A special parsing rule exists for plain-text pages:

https://example.com/some-page#pr=text

Here "text" means the page is plain text and should be treated as such. Also, if the parser finds a line starting with Title: ..., it treats it as the page title in this case.

There are also two WordPress-specific parsing modes:

https://example.com/some-page#pr=wppage
https://example.com/some-post#pr=wppost

WordPress powers roughly 40% of the web, and most WP sites expose a public API. Using that API we can get clean content that isn’t polluted by themes and plugins. HDOCs generated this way may even include comments with pagination. These keywords (wppage and wppost) tell the client to use the API instead of scraping the original HTML.

The client app will call URLs that look like this:

https:/example.com/wp-json/wp/v2/pages?slug=some-page
https:/example.com/wp-json/wp/v2/posts?slug=some-post

How do you know if you can use wppost or wppage for a given web page?

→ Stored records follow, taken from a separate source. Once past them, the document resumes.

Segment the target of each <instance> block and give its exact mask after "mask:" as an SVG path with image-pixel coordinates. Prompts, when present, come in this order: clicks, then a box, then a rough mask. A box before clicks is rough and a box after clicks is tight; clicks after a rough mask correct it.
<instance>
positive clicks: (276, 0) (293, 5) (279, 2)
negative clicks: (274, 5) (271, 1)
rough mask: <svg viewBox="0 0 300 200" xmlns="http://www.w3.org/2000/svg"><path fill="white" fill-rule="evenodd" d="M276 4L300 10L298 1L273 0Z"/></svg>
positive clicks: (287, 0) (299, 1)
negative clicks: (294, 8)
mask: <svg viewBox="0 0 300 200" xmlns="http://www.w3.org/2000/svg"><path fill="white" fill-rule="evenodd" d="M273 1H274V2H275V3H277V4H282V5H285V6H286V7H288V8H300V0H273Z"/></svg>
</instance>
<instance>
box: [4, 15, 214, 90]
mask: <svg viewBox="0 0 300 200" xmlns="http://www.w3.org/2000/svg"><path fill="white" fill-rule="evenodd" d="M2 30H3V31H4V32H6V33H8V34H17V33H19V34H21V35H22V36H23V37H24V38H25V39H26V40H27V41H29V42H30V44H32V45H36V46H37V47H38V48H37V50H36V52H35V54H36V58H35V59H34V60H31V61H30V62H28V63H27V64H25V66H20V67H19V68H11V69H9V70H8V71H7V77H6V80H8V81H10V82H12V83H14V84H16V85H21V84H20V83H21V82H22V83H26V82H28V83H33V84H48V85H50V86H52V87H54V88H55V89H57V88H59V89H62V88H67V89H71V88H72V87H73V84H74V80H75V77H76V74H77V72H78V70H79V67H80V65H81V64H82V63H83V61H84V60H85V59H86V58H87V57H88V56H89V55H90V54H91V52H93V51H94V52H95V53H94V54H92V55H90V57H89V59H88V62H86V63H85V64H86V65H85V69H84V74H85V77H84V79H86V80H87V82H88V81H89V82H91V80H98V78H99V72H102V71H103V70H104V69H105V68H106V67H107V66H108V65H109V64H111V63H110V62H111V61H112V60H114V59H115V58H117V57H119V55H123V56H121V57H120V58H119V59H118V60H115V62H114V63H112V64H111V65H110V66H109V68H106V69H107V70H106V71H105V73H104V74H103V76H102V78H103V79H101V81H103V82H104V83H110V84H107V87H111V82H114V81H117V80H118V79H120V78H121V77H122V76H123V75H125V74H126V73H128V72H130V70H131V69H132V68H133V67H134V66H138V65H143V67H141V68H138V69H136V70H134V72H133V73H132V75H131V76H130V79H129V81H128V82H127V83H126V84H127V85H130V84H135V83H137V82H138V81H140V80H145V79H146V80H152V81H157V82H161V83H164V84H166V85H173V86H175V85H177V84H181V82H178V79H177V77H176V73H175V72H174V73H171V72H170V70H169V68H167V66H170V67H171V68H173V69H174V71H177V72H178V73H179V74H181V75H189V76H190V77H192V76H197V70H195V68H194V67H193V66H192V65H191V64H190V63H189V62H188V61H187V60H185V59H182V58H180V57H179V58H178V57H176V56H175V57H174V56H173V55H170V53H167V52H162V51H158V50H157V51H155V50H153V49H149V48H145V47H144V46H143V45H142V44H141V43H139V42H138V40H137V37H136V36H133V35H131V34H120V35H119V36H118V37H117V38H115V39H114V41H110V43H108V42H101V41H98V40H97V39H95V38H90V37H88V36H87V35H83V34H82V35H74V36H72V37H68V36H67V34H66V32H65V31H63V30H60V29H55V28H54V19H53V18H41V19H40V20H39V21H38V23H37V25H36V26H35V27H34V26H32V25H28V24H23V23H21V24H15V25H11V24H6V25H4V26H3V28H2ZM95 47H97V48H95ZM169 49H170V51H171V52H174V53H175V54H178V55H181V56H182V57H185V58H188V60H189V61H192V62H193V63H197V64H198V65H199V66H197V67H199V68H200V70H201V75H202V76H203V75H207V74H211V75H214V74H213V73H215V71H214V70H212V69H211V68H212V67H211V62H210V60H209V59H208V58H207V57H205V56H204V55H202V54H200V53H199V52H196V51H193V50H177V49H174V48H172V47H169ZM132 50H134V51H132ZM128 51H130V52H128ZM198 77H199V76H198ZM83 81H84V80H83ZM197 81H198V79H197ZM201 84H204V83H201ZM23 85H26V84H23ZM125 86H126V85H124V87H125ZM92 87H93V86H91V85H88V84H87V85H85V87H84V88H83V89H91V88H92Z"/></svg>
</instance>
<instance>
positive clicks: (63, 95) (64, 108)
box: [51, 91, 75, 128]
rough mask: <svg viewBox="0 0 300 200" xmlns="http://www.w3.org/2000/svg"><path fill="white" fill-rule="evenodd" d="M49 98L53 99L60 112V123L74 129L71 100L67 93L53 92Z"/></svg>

When you choose “Download with parsing rules” in LZ Desktop, the app first pretends the site is WordPress and tests its APIs. If the request succeeds, the newly downloaded page will contain #pr=wppage or #pr=wppost in its URL. If the request fails, the app falls back to selecting possible CSS selectors, as described earlier.

Using WordPress APIs may feel like a hack, but it may save a lot of work. And if HDOCs ever become popular enough, WordPress could start supporting them natively (right now you need a plugin), the same way it ships with built-in RSS support. If that happens, client apps will be able to ignore wppage and wppost entirely and simply load the HDOC directly from the URL.